CAP formulations are now developed to treat a variety of diseases associated with neurogenic pain. The widespread use of CAP as a food additive, topical analgesic or even self defense product, necessitates an evaluation of its to icity. Numerous studies have investi gated the effect of CAP on genoto icity and mutagenicity on different cell types in vitro as http://www.selleckchem.com/products/chir-99021-ct99021-hcl.html well as in vivo. However, the results are discordant, as some studies have showed that CAP has tumour promoting potential whereas others have suggested that this compound may be useful in the prevention or treatment of cancer due to its ability to inhibit the growth of trans formed cells by inducing apoptosis. Only a few and contradictory studies have investigated the effect of CAP on the reproductive system. Nagabushan et al.
found that CAP inhibits DNA synthesis in the tes tes of adult mice when injected intraperitoneally while Muralidhara and Narasimhamurthy did not find any alteration in testicular weight and histology using similar doses. Remarkably, Ozer et al. showed that CAP stim ulates spermatogenic cell proliferation in developing roosters. Additionally these authors demonstrated that CAP accelerates the development of female reproductive organs. CAP elicits a sensation of burning pain by selectively acti vating sensory neurons that convey information about no ious stimuli to the central nervous system. An e pres sion cloning strategy was used based on calcium influ to isolate functional cDNA encoding a capsaicin receptor from sensory neurons.

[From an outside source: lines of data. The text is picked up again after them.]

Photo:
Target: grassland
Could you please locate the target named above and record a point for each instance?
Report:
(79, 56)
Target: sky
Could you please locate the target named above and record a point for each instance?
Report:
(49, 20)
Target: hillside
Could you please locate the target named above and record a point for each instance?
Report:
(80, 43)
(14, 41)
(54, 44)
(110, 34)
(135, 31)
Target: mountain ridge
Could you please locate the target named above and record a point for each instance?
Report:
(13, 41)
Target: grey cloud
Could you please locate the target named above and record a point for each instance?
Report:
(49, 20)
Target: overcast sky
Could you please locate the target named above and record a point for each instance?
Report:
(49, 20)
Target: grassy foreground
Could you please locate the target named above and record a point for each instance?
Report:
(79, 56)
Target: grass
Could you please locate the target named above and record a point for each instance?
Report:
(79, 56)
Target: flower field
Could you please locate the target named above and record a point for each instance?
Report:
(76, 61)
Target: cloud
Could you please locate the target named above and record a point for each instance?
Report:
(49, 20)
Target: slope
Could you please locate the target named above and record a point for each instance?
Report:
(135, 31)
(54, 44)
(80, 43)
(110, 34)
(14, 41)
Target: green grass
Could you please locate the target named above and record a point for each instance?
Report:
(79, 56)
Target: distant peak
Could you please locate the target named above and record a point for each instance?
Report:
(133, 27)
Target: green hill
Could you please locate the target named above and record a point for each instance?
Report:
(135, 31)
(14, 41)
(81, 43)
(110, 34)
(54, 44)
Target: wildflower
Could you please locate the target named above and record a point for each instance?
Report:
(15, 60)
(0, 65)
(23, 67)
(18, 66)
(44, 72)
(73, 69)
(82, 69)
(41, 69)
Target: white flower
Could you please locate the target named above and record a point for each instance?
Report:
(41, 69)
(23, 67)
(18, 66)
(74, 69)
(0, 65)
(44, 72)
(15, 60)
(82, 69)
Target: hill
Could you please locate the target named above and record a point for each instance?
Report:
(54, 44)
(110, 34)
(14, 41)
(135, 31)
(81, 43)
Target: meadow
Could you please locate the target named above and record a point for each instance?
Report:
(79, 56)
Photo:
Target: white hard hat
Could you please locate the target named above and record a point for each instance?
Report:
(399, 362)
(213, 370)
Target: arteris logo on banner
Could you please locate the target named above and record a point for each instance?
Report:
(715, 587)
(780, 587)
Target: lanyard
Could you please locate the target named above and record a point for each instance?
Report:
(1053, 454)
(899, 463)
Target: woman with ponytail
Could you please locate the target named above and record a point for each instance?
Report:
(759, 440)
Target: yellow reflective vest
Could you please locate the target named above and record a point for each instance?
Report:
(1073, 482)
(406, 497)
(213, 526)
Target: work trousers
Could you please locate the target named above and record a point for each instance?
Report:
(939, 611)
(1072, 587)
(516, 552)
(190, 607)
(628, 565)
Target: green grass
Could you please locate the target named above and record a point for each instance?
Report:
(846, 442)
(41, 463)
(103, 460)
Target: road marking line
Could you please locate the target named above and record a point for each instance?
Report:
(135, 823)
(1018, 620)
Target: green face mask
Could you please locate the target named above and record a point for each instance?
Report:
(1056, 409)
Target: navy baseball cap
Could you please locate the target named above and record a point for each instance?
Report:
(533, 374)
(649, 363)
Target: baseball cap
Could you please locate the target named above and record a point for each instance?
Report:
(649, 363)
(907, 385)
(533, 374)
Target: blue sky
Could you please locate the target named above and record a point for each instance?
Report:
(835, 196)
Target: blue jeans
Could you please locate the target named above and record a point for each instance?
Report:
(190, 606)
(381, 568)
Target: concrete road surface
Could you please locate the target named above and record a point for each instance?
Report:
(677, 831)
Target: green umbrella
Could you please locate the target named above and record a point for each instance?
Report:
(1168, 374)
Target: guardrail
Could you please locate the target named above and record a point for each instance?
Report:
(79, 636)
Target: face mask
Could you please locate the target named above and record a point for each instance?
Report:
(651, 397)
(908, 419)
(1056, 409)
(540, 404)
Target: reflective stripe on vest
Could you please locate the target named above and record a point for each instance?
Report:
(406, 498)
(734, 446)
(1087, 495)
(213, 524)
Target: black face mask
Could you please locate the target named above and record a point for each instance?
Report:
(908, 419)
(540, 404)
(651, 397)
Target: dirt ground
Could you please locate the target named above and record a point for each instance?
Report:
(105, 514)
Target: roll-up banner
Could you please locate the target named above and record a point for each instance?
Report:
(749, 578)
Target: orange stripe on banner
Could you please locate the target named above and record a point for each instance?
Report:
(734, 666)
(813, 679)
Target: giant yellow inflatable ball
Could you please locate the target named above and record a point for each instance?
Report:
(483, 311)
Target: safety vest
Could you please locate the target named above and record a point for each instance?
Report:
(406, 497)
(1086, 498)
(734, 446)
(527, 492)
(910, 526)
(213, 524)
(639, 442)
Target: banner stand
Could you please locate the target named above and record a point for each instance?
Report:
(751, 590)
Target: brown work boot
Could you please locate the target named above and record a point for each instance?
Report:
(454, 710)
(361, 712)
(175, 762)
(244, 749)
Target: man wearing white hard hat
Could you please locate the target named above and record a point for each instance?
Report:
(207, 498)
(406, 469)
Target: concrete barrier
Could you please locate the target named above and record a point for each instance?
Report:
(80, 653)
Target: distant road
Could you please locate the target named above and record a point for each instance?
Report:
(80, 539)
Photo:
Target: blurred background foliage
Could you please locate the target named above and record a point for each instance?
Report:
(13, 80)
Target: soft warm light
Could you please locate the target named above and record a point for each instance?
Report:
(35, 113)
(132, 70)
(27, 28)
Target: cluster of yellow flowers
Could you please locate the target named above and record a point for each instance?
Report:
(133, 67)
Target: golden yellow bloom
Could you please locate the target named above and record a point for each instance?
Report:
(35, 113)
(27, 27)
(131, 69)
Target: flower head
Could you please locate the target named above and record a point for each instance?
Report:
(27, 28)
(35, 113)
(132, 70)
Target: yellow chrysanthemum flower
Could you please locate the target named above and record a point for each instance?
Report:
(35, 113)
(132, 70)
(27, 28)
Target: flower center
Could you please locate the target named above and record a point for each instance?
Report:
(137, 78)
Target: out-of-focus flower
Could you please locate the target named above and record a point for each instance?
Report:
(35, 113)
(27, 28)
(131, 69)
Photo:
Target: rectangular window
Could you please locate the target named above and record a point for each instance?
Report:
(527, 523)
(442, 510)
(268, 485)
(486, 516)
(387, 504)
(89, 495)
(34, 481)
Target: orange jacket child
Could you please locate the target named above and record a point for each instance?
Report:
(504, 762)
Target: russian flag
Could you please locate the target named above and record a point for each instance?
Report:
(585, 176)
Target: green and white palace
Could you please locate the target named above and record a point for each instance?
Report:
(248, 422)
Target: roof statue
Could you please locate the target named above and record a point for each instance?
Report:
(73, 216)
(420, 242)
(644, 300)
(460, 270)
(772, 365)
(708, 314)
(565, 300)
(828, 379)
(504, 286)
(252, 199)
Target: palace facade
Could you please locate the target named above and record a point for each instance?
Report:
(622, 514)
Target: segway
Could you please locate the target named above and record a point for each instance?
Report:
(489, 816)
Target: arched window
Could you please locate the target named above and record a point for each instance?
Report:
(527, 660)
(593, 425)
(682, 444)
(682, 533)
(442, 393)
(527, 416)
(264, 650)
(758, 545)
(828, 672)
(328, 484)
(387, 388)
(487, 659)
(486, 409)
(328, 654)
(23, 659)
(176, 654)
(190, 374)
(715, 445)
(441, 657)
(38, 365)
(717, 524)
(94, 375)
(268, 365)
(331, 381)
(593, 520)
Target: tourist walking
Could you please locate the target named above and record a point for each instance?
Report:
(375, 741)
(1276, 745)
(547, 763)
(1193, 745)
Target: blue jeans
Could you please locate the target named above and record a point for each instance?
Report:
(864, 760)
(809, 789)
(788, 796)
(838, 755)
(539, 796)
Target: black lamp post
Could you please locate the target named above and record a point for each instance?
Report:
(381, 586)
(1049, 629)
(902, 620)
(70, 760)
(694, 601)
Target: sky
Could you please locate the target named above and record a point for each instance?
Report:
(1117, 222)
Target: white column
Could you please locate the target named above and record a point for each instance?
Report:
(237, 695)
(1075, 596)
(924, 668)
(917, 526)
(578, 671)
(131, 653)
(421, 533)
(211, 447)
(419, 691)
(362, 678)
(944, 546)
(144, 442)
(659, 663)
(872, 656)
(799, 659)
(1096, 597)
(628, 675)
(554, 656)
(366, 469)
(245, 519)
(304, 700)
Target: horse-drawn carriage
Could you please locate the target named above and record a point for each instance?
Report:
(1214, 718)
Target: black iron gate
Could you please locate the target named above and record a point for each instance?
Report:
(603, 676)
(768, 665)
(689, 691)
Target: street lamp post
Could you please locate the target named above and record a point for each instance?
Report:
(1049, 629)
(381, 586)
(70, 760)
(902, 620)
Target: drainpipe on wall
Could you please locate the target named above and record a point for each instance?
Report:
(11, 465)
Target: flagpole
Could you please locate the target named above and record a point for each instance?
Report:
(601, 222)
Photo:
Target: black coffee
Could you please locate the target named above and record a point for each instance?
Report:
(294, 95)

This receptor is a non selective cat ion channel that is structurally related to members of the TRP family of ion channels called transient receptor potential vanilloid type 1. In summary, TRPV1 is a channel activated by CAP. The effects of CAP are medi ated through TRPV1. In order to gain more insight into the effect of CAP on spermatogenesis, we investigated the impact of this com pound on germ cells by using previously developed rat spermatogonial stem cell lines as a model. We stud ied herein the e pression of TRPV1 on the germ cells and our results indicate that CAP induces apoptosis of the immortalized cell lines in a time and dose dependent manner and that the effect may be mediated by TRPV1 which is e pressed by these cells. Methods Animals and cell lines Adult Wistar U WU male rats were obtained from the Central Animal Facilities of the University of Utrecht, The Netherlands.
All animals were killed by CO2 inhala tion. The testes were immersion fi ed in Bouins solution, paraffin embedded, sectioned and processed for immu nohistochemistry. The ethical and animal care board of the University of Utrecht approved this study. Two rat spermatogenic stem cell lines were Drug_discovery used. A rat glioma cell line was purchased from the European Collection of cell cultures.